Work hard, play hard. C’est la devise de je ne sais plus quel MBA et elle colle assez bien à ma vision des choses. Tout dans la démesure. Certains, ici, souriront. Oui, c’est sans doute beaucoup moi. J’échoue à changer et à devenir quelqu’un de mesuré.

Wondering somewhere in the sky ? Non pas que mes pensées m’échappent et que je plane au sens figuré (quoi que ;-)) mais tout simplement parce que je profite d’un vol Barcelone-Stuttgart pour me raconter.

lundi 19 mai 2008

On ne peut pas rester indifférent !


jeudi 8 mai 2008

Back in Dhaka !

Et deja le coeur serre de savoir que je vais quitter dans quelques jours ceux que je viens de retrouver. C'etait la fete chez les tailleurs et meme les gens du cofi 11 (le fameux cafe internet d'ou je vous ecrit, d'ailleurs ;-)) se rappellent de moi.
J'ai des aventures rocambolesques, de belles rencontres, des temples magnifiques et bien d'autres choses a vous conter. Mais pour l'instant, j'ai envie d'en profiter encore et encore!!! C'est pas tres sage mais je fais de longues journees: lever entre 5h et 7h - on aura vraiment tout vu!!!- et j'ecume les temples plus beaux les uns que les autres, l'inde du sud, du nord, le Nord ouest du Bangladesh....
Bref, j'ai les yeux ecarquilles, le coeur rempli de joie et triste a la fois de voir ce pays abandonne par nos contrees dites civilisees... Enfin, en ce moment, je crois qu'il y a pire en Birmanie...

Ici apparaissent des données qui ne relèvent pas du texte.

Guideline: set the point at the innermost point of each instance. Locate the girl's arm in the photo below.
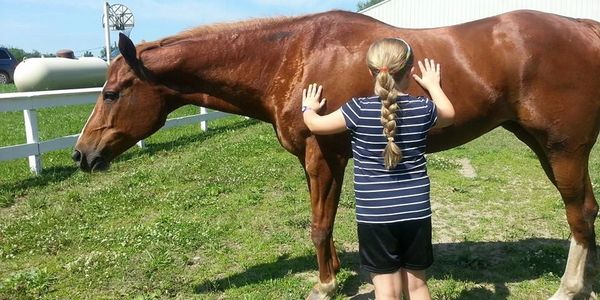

Fermez les yeux ou les gardez grand ouvert en se sentant un peu responsable, un peu coupable de la misere des autres ??? That is a question...

More soon, promis.
Je retourne faire la fete avec mes tailleurs et profitez de l'air pollue de Dhaka

A vous la France ...

lundi 21 avril 2008

Spring is coming in Paris - un vent d'ailleurs

Quand on se remet à écrire, on y prend goût...
Journée épouvante à courir après les visas. J'ai récupéré celui du Bangladesh (quelle facilité comparé à l'an dernier !) et ai essuyé les plâtres chez VFS, le nouveau service, incontournable semble-t-il, pour les visas indiens...
Je vous passe le récit ce soir mais j'ai frôlé la crise de nerf. Un conseil : ne prenez pas l'idée de faire votre visa pour l'Inde au dernier moment...

Bref, la grande nouvelle est que le printemps arrive à Paris (est arrivé ? ). Les cerisiers sont en fleurs, il y a parfois un parfum de campagne qui flotte dans la rue. C'est un plaisir de rentrer tard le soir, le nez au vent et la musique dans les oreilles. On aurait presque envie de découvrir Paris jusqu'à tard dans la nuit...
Un vent d'ailleurs flotte. La moitié de mon cerveau calcule des itinéraires compliqués quelque part entre l'Inde et le Bangladesh. Un an après ou presque, me voilà repartis pour ces pays aux milles couleurs, odeurs, saveurs... J'ai hâte!!!!

dimanche 20 avril 2008

Et si vous préfèrez le Gospel et que vous habitez à Paris

Voilà les concerts de la chorale de ma copine Bénou ;-)

16 mai - Eglise St Georges de la Villette
Metro: bolivar, colonel fabien, juares
Pour une association humanitaire sénégalaise

22 mai - Eglise de la trinité
Metro: trinité
Association Reves

30 mai - Eglise St Jean Baptiste de la salle
Metro: Pasteur
Association: La Luciole (pour sortir de la drogue)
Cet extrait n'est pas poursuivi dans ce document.